1st Amendment designed for unpopular speech

Published by LibertyLioness137 points  on 2014-09-14

In the Wall Street Journal Letters to the Editor we often find nuggets of brilliance from "people on the ground"..

On Sept. 12, 2014 they were responding to Greg Lukianoff's WSJ 9-9-14 op-ed article entitled "Free Speech at Berkeley - So Long as It's Civil".

Quotes from Responses to the article :

 Mark A. Klapperich of Dacusville, S.C. "...The First Amendment was designed to protect unpopular speech no matter how disagreeable it may be.  Popular speech needs no such protection; it's already endorsed by the majority, which, based on the message (consider Nazi Germany) can be more virulent than the feared speech."

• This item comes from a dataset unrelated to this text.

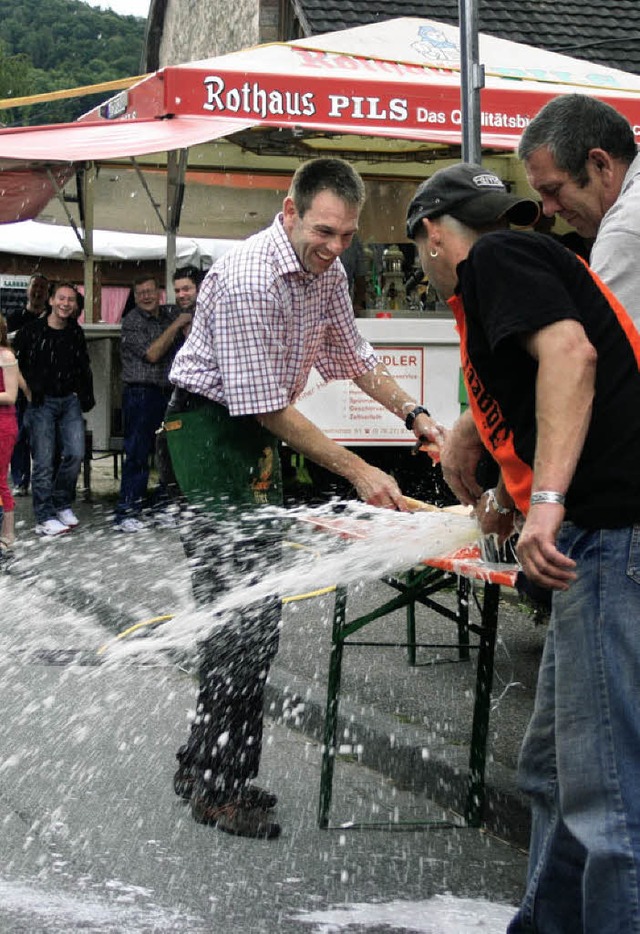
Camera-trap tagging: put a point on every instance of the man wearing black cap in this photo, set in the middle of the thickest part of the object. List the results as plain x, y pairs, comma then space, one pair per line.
551, 363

Jeff Adams of Atlanta noted, "(UC Berkeley) Chancellor Nicholas Dirks cautioned that free expression of ideas can divide and undermine a community's foundation. (He) added that, 'we can only exercise our right to free speech insofar as we feel safe and respected in doing so.'...freedoms that are circumscribed by any adjectives (such as "civil")...are tenuous and subject to the whims of those who hold communal power..."Uncivil" on most campuses is code for not-progressive..."

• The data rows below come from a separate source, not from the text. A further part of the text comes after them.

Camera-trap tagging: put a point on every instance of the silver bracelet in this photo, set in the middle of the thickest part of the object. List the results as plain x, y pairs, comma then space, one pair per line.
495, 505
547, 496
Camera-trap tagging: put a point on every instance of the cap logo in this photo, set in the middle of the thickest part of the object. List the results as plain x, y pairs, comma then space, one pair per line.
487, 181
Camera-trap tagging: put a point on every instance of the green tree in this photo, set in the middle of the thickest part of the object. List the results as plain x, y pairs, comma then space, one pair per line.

Jon Oelrich of Pflugerville, Texas wrote: "Can we even imagine Tom Paine, Frederick Douglas, Susan B. Anthony, Cesar Chavez, or Martin Luther Kin Jr. believing that "we can only exercise our right to free speech insofar as we feel safe and respected in doing so?" Of course not - it's when we feel unsafe and disrespected that the exercise of free speech is most effective, and even obligatory.  Those who would only speak out when comfortable do not merit the privilege."

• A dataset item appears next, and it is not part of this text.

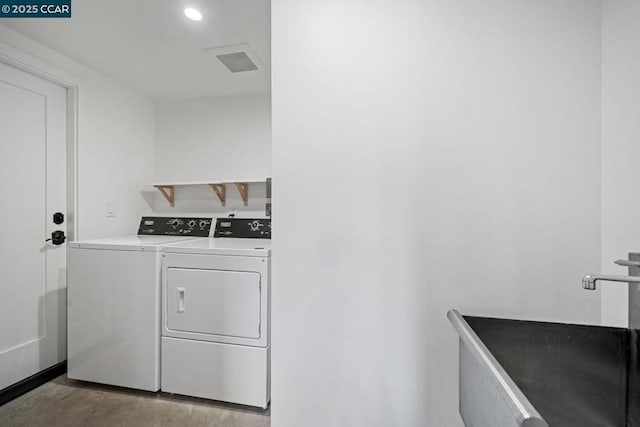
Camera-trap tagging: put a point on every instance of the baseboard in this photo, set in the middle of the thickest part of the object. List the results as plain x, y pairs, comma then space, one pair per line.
28, 384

 Zoltan Trizna of Austin Texas contributes this:
"Mr. Lukianoff's article reminds me of a standard joke I grew up with under communism:  'We have free speech - we can say whatever is allowed.' "

And Bob Schafer of Lincolnshire, Ill. wrote, "(Many years ago)...the Cal administration was looking to keep coarse and vulgar language out of the debate to stimulate the issues, not the delivery.  They actually expected students to display their education, not their sense of shock value."

OK, so-five men. And the women who defend the 1st would be  - where? (besides on the cutting floor of the WSJ editor's office..) EVERYWHERE, that's where. These people just gave voice to what a HUGE majority of Americans feel- I sincerely hope.  Viva Political INCORRECTNESS*** (Note: I never advocate crass language or unfounded character assassination, which seem to be the main modus of many "interventionists" (don't like to call them "progressive", because that word obviously has positive connotations...)  Still, I totally advocate their freedom to (verbally) assassinate away- within public decency parameters (meaning obscenities).  Just like I advocate the right of intelligent people to deflect such barbs with sharp arrows of truth and even opinion, especially while being ridiculed and demonized for it.